An Israeli actor prominent for her portrayal of Esther in Oscar-nominated film ‘Ben-Hur,’ Haya Harareet’s acting career spanned two decades, witnessing both highs & lows. The eldest of the three children in her family, Haya was born on 20 September 1931, in Haifa, a part of what was earlier known as Mandatory Palestine, now proclaimed Israel. With a majority of the Israeli population emigrating from Poland to Israel, Yocheved & Reuben Neuberg, her mother & father did so due to the unrest in their homeland. Her father worked for a government organisation in what was then known as Tel Aviv.

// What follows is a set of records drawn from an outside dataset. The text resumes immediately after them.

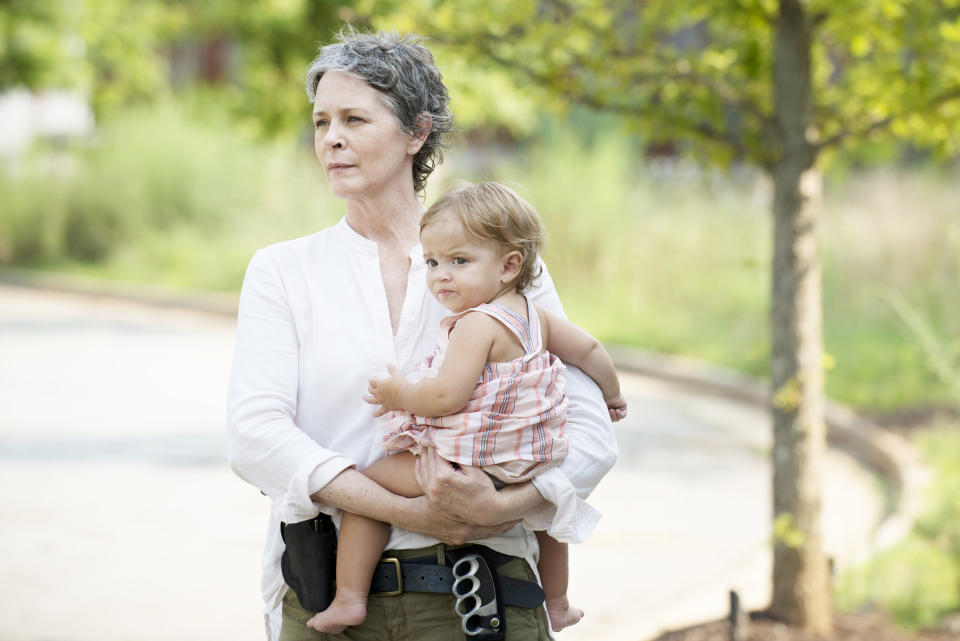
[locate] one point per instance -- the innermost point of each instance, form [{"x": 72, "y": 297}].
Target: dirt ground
[{"x": 874, "y": 626}]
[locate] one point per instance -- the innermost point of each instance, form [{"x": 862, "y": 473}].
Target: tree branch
[{"x": 883, "y": 123}]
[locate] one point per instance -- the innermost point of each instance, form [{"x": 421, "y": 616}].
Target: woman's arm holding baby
[{"x": 470, "y": 343}]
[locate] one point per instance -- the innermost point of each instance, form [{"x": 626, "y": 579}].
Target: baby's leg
[
  {"x": 554, "y": 574},
  {"x": 359, "y": 547}
]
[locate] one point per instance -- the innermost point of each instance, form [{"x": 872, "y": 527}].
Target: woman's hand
[
  {"x": 617, "y": 407},
  {"x": 468, "y": 494},
  {"x": 385, "y": 392}
]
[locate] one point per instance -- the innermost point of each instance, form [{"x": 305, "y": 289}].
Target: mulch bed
[{"x": 874, "y": 626}]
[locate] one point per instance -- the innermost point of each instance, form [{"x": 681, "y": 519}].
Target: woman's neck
[{"x": 390, "y": 219}]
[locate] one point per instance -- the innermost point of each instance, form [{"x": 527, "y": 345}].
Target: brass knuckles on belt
[{"x": 466, "y": 588}]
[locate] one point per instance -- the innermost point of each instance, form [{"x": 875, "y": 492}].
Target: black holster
[{"x": 309, "y": 562}]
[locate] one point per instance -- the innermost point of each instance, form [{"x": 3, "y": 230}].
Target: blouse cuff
[
  {"x": 567, "y": 517},
  {"x": 296, "y": 504}
]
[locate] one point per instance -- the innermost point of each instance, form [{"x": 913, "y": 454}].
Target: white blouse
[{"x": 313, "y": 327}]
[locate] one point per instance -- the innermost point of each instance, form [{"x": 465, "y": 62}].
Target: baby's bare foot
[
  {"x": 338, "y": 616},
  {"x": 561, "y": 613}
]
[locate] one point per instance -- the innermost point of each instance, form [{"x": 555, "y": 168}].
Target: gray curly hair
[{"x": 404, "y": 71}]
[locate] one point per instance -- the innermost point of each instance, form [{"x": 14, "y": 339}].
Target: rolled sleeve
[{"x": 265, "y": 447}]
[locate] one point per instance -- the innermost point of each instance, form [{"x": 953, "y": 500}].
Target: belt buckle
[{"x": 399, "y": 590}]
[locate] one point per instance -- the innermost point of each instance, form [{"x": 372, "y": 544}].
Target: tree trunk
[{"x": 801, "y": 585}]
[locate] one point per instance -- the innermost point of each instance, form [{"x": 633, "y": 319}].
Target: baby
[{"x": 492, "y": 394}]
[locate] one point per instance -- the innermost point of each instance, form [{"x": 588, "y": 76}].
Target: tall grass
[
  {"x": 160, "y": 198},
  {"x": 658, "y": 255},
  {"x": 918, "y": 579}
]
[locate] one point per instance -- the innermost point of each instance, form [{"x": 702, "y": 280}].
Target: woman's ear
[
  {"x": 423, "y": 125},
  {"x": 511, "y": 264}
]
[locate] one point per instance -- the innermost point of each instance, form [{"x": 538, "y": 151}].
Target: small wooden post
[{"x": 737, "y": 619}]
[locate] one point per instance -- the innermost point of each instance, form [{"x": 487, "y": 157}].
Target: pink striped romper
[{"x": 512, "y": 426}]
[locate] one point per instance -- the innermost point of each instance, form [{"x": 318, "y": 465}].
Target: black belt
[{"x": 393, "y": 576}]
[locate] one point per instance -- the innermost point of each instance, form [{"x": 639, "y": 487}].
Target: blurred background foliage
[{"x": 202, "y": 154}]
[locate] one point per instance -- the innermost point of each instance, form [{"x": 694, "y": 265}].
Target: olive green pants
[{"x": 416, "y": 616}]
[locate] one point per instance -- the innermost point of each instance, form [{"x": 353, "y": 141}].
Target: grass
[
  {"x": 650, "y": 254},
  {"x": 918, "y": 579}
]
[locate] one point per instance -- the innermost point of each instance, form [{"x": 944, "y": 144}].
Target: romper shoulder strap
[{"x": 528, "y": 333}]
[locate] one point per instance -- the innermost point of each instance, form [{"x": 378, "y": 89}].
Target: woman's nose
[{"x": 333, "y": 137}]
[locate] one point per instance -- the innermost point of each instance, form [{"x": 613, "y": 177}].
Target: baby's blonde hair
[{"x": 494, "y": 212}]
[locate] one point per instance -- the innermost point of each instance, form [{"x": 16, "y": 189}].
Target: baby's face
[{"x": 463, "y": 271}]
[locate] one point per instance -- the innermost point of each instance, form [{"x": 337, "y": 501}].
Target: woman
[{"x": 319, "y": 315}]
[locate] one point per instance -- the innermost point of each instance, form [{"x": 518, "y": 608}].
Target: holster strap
[{"x": 419, "y": 575}]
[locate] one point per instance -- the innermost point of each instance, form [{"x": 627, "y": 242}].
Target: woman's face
[{"x": 363, "y": 151}]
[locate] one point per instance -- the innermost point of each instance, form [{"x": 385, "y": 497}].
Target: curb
[{"x": 888, "y": 455}]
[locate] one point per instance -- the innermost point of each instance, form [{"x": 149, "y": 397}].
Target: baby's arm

This beautiful actress caused a stir at the start of her career, starring in Israeli movies like ‘Hill 24 Doesn’t Answer’, ‘The Doll That Took The Town,’ etc. with few of her works going on to be nominated for prestigious awards such as Palme D’Or at the Cannes Film Festival. Her big break came opposite
in 1959, in Ben-Hur. One of the best movies of its time, the film went on to bag a record eleven Oscars & Harareet did well in her portrayal of Esther. Several columns & magazines were very vocal about their appreciation for this debutant actor. In her first appearance on the grand stage, that too in such a widely publicised film, Harareet emerged as a performer of stature.
Playing the daughter of Simonides, she added a new layer to the former slave; depth to a character that displayed her as sensitive & revealing, a feat, which actors in the former adaptations of the movie had failed to pull off. Her remarkable beauty & striking appearance made her an instant hit with the American audience, with the youngster gaining a legion of fans in her first ever role. Her role as Miriam Mizrahi was appreciated, in the film ‘Hill 24 Doesn’t Answer’, in 1955, but the applause was limited to her native audience since it was an Israeli piece.
Anna Grimaldi brought her acting prowess on a different level, giving the 1957 Italian flick ‘The Doll That Took the Town’ its needed subtlety. ‘Ben-Hur’ in 1959 showed the world Esther, a beauty with depth & profundity. Her first British role came in 1961, through Nicole Brent in ‘The Secret Partner,’ which gave the British a taste of how talented the actor was. In the same year, she acted as Queen Antinea in ‘Journey beneath the Desert,’ an Italian & French co-production.
Other notable works of hers included Dr Madolyn Bruckner in 1962 film ‘The Interns,’ Flamma in ‘The Last Charge,’ & Claudia in L’ultima Garcia. Her last role was in the 1974 flick ‘My Friend Jonathan.’ Haya was married twice, first to an Israeli irrigation engineer Nachman Zerwanitzer, with whom she lived in Tel Aviv until their divorce in 1961. Her second husband was renowned British director Jack Clayton. Married in the year 1984, in the Wycombe district, Buckinghamshire in England, the two stayed together until Clayton’s premature death in 1995. The actor currently lives alone in Buckinghamshire.